Just yesterday my brother-in-law made a valid point. There is so much protection given to children here in the United States of America (USA). There are guards stationed near schools during opening and closing hours to guide traffic so that students can safely pass. All vehicles have to stop when there is a school bus ahead boarding children. School bus drivers can even give you a ticket if you break a traffic rule. This is scenario one.

And then you have the Newtown shooting massacre that killed 20 children. Scenario two.

So why is so much being done to protect children and then when it comes to guns, there seems to be a sense of oversight?

Some may say that protecting children and gun control are two separate issues. Agreed. But in the case of Sandy Hook they aren’t. A guy had a gun. He used it. Children died. Wouldn’t those children still be alive today if that guy did not have access to a gun? Of course they would be.

The question is as much about protecting children, as it is about allowing (or not) the common man to own a gun. In this case, the Newtown shooting is an example of what a gun can do.

We all know that the gun topic is a political one. There has been a lot of back and forth on the availability of guns, high-end ammunition, so on and so forth. So far there hasn’t been any clear and outright stand coming out of the annals of power about whether one should be allowed to have guns or not.
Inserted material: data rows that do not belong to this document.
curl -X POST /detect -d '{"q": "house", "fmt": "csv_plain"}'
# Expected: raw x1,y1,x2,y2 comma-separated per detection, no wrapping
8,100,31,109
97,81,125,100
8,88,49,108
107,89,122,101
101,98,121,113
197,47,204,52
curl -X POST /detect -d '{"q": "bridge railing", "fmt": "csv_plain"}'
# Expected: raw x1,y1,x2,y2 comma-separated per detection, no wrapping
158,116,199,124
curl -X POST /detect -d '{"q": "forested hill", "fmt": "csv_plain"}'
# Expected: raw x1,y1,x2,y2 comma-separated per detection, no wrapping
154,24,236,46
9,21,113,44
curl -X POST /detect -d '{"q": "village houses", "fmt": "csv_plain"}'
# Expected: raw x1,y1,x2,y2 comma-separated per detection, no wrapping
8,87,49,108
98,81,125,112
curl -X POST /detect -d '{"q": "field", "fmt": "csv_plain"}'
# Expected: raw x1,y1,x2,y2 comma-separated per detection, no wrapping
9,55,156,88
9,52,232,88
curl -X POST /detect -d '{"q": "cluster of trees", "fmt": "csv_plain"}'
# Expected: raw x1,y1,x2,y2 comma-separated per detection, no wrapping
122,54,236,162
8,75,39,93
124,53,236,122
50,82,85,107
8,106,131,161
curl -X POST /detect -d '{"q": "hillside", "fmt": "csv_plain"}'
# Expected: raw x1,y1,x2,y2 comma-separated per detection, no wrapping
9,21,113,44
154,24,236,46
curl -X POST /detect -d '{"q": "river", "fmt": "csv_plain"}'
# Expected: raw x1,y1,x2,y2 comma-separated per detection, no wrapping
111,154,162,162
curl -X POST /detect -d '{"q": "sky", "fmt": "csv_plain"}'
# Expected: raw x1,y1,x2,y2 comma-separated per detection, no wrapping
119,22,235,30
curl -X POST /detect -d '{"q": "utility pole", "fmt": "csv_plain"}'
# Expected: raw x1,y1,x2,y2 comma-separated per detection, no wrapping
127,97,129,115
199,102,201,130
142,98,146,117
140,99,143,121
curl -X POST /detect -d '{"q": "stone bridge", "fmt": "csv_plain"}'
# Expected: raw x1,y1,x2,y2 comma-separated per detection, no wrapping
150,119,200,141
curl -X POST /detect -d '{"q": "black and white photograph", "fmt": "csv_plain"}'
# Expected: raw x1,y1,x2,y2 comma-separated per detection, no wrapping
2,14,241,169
Any question in this regard almost always refers to the National Rifle Association (NRA). Mayor of New York City, Michael Bloomberg, said in an interview to TIME, “The NRA is only powerful if you and I let them be powerful.” This is where this issue takes on political colours. And we know there isn’t going to be a clear-cut solution any time soon.

No let us for a moment support guns. So that young guy walks into Sandy Hook Elementary with a gun. Then the principal pulls out her gun (let us assume she had one) and shoots down the guy, preventing the death of any of the students or teachers at the school. Well, it all sounds perfect on paper and in hindsight. But a gun for a gun isn’t the answer. The question should be whether Adam Lanza (or his mother, who was the license-holder) should have even had that gun in the first place.
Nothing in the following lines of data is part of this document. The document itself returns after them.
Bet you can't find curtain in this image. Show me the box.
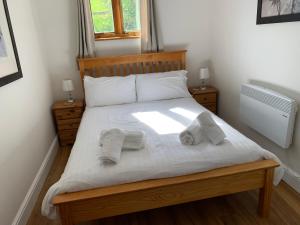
[141,0,163,52]
[77,0,96,58]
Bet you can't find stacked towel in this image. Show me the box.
[179,112,226,145]
[123,131,145,150]
[197,112,226,145]
[99,129,125,164]
[179,120,203,145]
[99,129,145,164]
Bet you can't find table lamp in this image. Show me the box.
[62,80,74,103]
[199,68,210,90]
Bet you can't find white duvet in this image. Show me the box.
[42,98,284,218]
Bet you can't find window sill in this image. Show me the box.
[95,33,141,41]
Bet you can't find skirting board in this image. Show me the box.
[12,137,58,225]
[283,166,300,193]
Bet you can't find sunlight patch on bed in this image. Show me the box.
[170,107,198,120]
[133,111,185,135]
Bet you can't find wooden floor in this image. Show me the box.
[27,148,300,225]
There have been several supporters of gun ownership who have vociferously spoken about this. Most notably is radio host Alex Jones who appeared on CNN’s Piers Morgan Tonight. Jones said that the law that allows possession of firearms is to protect the American people from “tyrannical government and street thugs.” It’s a dangerous argument.
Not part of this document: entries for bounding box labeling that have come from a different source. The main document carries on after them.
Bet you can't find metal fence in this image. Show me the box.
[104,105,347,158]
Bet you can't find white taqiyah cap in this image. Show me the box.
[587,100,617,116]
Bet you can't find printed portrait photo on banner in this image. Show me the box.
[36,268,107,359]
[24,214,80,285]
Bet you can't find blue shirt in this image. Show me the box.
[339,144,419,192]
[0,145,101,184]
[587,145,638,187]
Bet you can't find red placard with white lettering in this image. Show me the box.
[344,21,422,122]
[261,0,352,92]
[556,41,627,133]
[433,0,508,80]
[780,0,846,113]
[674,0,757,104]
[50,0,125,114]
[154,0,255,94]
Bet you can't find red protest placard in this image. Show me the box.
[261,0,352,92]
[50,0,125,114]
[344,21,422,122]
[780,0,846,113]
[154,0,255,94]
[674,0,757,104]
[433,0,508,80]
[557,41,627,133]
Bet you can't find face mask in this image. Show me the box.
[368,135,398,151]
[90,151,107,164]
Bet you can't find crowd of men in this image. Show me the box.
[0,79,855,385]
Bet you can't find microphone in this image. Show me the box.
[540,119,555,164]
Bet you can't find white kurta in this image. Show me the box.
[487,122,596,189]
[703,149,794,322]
Here’s what I believe. A life lived in fear is not a life well-lived at all. It may sound philosophical, idealistic, call it what you may. What is the point of walking around in a shopping mall with a gun in your purse? Are you genuinely interested in buying new clothes or are you on the lookout for a predator with a gun who might go on a shooting spree?

There are good guys and there are bad guys. We cannot allow the possession of firearms in the hope that the good guys will get the bad guys. We cannot allow the usage of guns with the argument that the good guys are only protecting themselves. For every bad guy that’s killed, ten good guys have to die. That’s the way war works. And we cannot always be in war. It needs to stop some time. And that time is now.

The good guys will have to learn to live without guns, with the hope that the bad guys learn too.  And then they are no longer bad.